Our discussion of fish- and world-centred coordinates on line 282 is in the context of identifying stimulus locations that evoke maximum OKR gain. We later identify the part of the retina that was stimulated by this “optimal” stimulus while the eye was at its average position. And we observe that this retinal location – as well as its surroundings that would be stimulated when the eye is outside its average position – correspond to high photoreceptor densities.

Action taken: We now discuss all possible reference systems explicitly in the Results section (also see previous point).

4) Especially as we consider this manuscript rather an advancement for the "Tools and Resources" section, please consider that the Stowers J et al. 2017 "Virtual Reality for Freely Moving Animals" was a full-surround setup – at least as defined by the standard for the other citations – used successfully on Drosophila and, importantly here, fish. You need to be more specific in your wording (e.g. to limit statements to systems based on LEDs capable of producing the desired spectral content) or cite that paper.

The published method suggested by the reviewer is indeed a valuable contribution and should be discussed explicitly in our manuscript. The FreemoVR platform is highly versatile, but differs from our solution in several aspects that are important to studies of zebrafish visual function (visual field coverage, light refraction, interoperability with laser-scanning microscopes). This merits a qualified discussion that was so far absent from our manuscript.

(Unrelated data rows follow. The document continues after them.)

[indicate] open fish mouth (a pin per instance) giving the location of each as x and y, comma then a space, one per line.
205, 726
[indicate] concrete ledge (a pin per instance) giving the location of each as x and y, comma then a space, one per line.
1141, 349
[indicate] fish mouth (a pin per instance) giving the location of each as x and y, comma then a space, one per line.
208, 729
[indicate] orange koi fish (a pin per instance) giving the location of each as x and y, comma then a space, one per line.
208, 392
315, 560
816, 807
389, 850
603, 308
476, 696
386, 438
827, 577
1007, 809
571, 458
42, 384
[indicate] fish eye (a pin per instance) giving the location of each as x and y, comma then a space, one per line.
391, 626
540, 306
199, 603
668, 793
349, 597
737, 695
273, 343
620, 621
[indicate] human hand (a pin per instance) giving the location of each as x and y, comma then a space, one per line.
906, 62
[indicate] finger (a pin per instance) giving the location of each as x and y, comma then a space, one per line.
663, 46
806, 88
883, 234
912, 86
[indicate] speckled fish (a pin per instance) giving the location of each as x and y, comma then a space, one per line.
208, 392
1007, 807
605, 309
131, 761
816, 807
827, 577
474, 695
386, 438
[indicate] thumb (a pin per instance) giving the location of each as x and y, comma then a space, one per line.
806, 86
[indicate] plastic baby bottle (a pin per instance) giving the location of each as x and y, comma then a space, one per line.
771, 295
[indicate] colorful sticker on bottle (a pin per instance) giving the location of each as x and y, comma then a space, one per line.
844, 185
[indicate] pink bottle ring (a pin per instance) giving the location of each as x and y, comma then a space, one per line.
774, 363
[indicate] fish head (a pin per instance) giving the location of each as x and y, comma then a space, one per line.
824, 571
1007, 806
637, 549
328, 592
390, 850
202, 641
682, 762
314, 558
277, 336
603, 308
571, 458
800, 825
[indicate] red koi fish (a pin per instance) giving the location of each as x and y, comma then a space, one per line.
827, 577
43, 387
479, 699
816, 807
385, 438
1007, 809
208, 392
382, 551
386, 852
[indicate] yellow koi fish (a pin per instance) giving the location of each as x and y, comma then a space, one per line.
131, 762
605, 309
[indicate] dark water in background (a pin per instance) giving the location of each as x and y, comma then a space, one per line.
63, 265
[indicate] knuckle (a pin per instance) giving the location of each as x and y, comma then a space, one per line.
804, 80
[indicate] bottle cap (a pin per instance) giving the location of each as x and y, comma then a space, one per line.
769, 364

Action taken: We now included a reference to Stowers et al. 2017, and briefly compare and contrast it to our own approach. We write:

“At least one existing solution for stimulating and tracking freely moving zebrafish supports unusually large stimuli, though despite its versatility, it still only covers part of the visual field and does not address the remaining issues of total internal reflection and the interoperability with laser-scanning microscopes (43).”

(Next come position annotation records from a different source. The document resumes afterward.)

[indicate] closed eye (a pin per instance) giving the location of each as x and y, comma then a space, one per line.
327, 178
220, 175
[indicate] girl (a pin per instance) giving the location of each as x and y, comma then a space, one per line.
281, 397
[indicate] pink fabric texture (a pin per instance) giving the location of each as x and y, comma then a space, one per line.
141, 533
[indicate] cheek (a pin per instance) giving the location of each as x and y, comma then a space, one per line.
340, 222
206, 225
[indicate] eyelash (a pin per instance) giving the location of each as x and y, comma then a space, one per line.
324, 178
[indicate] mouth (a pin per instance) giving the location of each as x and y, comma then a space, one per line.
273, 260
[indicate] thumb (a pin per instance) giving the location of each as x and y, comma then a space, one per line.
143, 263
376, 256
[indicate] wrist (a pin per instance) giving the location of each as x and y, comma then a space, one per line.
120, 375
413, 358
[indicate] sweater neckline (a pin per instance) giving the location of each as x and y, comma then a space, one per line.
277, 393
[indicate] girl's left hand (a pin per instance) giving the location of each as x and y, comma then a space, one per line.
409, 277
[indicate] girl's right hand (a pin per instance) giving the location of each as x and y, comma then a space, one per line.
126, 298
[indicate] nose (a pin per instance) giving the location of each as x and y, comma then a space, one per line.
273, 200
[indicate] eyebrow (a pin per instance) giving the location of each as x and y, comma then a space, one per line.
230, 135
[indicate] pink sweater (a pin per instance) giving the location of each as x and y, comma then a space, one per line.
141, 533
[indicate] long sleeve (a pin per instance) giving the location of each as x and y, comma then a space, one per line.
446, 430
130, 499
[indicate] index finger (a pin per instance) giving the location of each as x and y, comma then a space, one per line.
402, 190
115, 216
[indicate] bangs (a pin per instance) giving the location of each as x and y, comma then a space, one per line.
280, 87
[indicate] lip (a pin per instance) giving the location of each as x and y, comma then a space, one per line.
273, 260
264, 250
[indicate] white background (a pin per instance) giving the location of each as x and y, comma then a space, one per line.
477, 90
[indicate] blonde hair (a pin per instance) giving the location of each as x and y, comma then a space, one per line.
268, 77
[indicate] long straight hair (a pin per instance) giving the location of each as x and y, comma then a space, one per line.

5) The statement that the gain of the OKR broadly follow the density of the longer-wavelength sensitive photoreceptors in the retina is entirely ignoring the fact that the fish retina is full of Opsins in all kind of different cells types. This includes different melanopsins, but also VA-opsins (which are likely sensitive in the green), opn5s (UVA), tmt-opsins etc. Evidence from mouse and humans starts to suggest that even in these mammals- which have a highly reduced number of non-rod, non-cone opsins- melanopsin+ RGCs are involved in vision (see Annu Rev Vis Sci. 2020 Sep 15;6:453-468. doi: 10.1146/annurev-vision-030320-041239 for a recent review). This aspect needs to be addressed in their optokinetic response gain covariant analyses.

This is indeed an interesting aspect gaining increased recognition in the field. While the good match between a higher density of longer-wavelength photoreceptors and higher OKR gains could be explained without regard to other, previously overlooked opsins, we should still address their potential role in our manuscript.

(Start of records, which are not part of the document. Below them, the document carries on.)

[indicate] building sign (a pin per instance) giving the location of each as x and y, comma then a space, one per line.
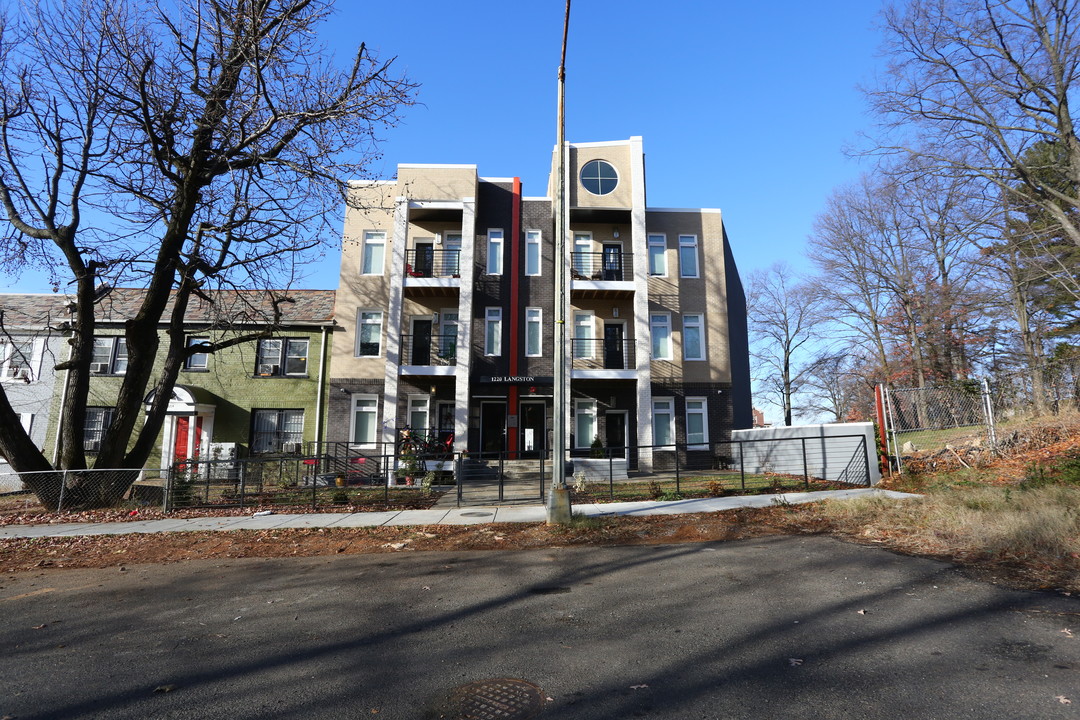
518, 379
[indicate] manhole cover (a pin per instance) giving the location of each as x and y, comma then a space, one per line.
502, 698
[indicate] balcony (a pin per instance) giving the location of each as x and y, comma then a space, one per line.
430, 272
429, 354
606, 274
611, 357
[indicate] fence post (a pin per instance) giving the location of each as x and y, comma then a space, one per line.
988, 412
243, 484
806, 469
59, 503
742, 465
167, 500
677, 486
866, 458
501, 476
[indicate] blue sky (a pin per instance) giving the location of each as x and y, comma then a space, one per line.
742, 106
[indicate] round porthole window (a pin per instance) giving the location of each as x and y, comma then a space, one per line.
598, 177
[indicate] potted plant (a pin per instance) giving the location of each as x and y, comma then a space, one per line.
409, 466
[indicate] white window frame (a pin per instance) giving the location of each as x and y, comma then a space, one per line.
658, 241
283, 357
373, 239
493, 342
688, 243
496, 253
698, 321
419, 404
663, 407
584, 334
118, 360
532, 246
280, 436
584, 408
702, 443
453, 244
356, 399
97, 422
361, 323
660, 322
580, 259
448, 327
534, 316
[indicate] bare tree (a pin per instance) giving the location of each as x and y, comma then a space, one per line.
784, 315
181, 148
973, 84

Action taken: We have now expanded our discussion to acknowledge the putative role of other opsin-expressing retinal neurons. We write:

“Recent studies suggest that melanopsin-expressing ganglion cells also contribute to form vision (59, 60), and melanopsins as well as a plethora of other opsins are expressed in the zebrafish retina and brain (61, 62). It is therefore possible that photoreception via opsin-expressing neurons in the inner retina contributes to zebrafish OKR as well.”

6) Spectral information on the LEDs needs to be provided (in photons per area and time).

Yes, we agree that information on the brightness of the stimulus should be included. This will supplement the provided spectral information regarding peak wavelength and LED type in the manuscript and thereby facilitate comparison to the results of future studies.

Action taken: We have measured the luminance (10.94 ± 0.59 𝑐𝑑 𝑚⁻²) and now report it in the Methods section.